The 20th century’s eminent expert on folklore and myth, Joseph Campbell, writes in his book “The Power of Myth” that an increasingly globalized world will need a common myth in order to survive.
This is because literalized myths — religions—began degenerating more rapidly in the early 20th century as the world became more globalized. Yet over the last few centuries, while thousands of religious orders across the world have vied for influence in the lives of more cosmopolitan individuals, a new myth was being written in the background, quietly, one still being written today.
All over the world, scientists have been using a methodical technique to gather evidence of very specific truths, which when added to the greater mosaic of the collective sciences paints a poignant, dynamic representation of our universe, what we are and where we came from — even what the universe’s ultimate end will be.
It’s the skeptic’s myth. It doesn’t require blind faith but rather demands proof. Depending on the evidence, a statement can be said to be more or less true, but this myth offers no singular, ultimate truth. Still, this doesn’t make it any less awe-inspiring. It goes like this.
Nearly 14 billion years ago, existence erupted out of a point no larger than the particles of an atom. Instantaneously, it blasted through a perfect void, generating nearly 14 billion light-years of matter and space. And it’s still expanding.
When this universe was in its infancy, only 200 million years old, the first stars lit up the pitch darkness like grand, cosmic chandeliers. Just over 4 1/2 billion years ago, our planet formed. Within 1 1/2 billion years, what would become the continents began rising out of the ocean — and the first, single-celled life appeared only half an eon later.
Over the next 3 billion years, that life carried on, subtly changing with every generation, each a part of an infinitely intricate and diverse tree of life. Seven million years ago, in the primordial forests of the African continent, one remarkable branch of that tree became distinct from the rest of the animal kingdom: the earliest hominin.
It was brilliant. It was creative. Within 4 1/2 million years, it had begun changing the world around it, striking stone tools and learning language — creating culture.
Only 2 1/2 million years after the first stone hand axes were chipped at Olduvai Gorge, modern humans raised the walls of their first civilization, and just 8,000 years later, I keyed these words on a machine that streams information through the air.
Granted, this is an extremely abridged version of this story, told only through the scopes of astrophysics, archaeology, geology and paleontology, among the countless scientific disciplines. But this new myth has a certain drama and grandeur to it, and I’m hard pressed not to have an experience that’s (for lack of a better word) religious when looking at this model.
But not everyone shares this sentiment. Many actually take offense to the idea of being descended from and alongside apes — yet it never seems to get brought up that, if their ancestries were to be traced back far enough, they’re descended from algae as well.
According to this myth, every living thing is related at some level or another. This has been a tenet of dozens of Eastern schools of thought for over 2,000 years — in fact, there’s nothing about this new myth’s scale or poignancy that doesn’t rival that of the classical world religions — not to mention that the method used to write it also wiped out polio and propelled us into the cosmos.
At the end of the 15th century, European explorers set sail looking for the geological vestiges of creation: the rivers of Paradise and the chasm torn through the Earth when Lucifer was cast down from heaven. They didn’t find it.
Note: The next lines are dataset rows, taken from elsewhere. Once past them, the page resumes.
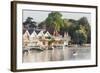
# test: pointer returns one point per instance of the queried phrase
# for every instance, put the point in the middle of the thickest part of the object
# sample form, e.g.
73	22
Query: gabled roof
47	34
30	31
34	34
26	33
40	34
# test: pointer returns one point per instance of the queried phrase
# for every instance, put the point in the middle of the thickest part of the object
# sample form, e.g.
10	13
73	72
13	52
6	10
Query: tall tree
29	23
54	21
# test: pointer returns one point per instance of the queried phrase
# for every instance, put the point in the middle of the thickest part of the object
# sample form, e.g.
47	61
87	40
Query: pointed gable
40	34
34	34
26	34
47	34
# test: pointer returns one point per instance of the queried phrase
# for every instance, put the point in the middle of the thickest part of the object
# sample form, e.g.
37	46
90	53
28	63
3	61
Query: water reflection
57	54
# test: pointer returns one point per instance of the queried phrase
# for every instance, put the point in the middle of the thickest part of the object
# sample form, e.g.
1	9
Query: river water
57	54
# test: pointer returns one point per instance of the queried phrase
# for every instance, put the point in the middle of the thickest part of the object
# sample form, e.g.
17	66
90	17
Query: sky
39	16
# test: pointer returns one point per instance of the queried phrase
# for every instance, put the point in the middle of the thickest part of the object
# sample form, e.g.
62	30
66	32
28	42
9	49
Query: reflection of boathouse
43	39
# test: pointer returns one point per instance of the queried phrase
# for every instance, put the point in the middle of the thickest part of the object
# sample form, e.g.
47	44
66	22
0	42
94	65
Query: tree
54	21
29	23
80	35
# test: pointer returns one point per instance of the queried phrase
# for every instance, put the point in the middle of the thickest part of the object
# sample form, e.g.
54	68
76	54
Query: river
57	54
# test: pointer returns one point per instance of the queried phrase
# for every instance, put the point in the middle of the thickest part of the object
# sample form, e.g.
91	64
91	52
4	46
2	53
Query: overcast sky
39	16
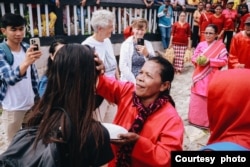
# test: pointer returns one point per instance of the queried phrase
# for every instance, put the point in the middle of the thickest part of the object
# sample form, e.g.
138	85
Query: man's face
14	34
107	31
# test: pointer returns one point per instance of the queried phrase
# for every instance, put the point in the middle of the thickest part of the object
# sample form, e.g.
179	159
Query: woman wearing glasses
209	57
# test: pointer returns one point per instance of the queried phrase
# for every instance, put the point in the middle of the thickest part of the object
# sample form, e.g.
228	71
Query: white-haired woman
102	24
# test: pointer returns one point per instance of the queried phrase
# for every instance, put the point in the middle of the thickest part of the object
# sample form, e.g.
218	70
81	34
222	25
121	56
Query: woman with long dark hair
147	111
71	86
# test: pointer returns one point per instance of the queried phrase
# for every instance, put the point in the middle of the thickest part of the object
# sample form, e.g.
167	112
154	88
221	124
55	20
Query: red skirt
197	114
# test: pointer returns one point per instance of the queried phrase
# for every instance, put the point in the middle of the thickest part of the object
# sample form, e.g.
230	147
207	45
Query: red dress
219	21
242	21
230	16
228	107
239	50
204	22
162	132
181	35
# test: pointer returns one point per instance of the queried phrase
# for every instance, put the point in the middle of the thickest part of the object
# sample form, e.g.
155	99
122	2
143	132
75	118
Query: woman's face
139	32
106	31
218	10
56	49
182	17
148	82
210	34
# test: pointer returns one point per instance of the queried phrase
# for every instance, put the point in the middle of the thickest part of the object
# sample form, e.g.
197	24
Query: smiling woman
147	111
And believers have persisted in their search for centuries. Six years ago, a gaggle of Christian pseudo-archaeologists sought out the remains of Noah’s ark and claimed with 99.9 percent certainty that they’d found it atop Mount Ararat in present-day Turkey. They didn’t.
This new myth is the first of its kind. Where the world’s great religions have always sought evidence to validate their claims, this story is told by the mountains of empirical evidence themselves, collected by scientists from nearly every nation on Earth working together for nearly 200 years.
Perhaps this is why 67 percent of scientists don’t subscribe to any religious belief system while 83 percent of the general public does. They’ve been introduced to the new contender of origin stories, an epic that confidently stands on the shelf right alongside Genesis and the Rigveda.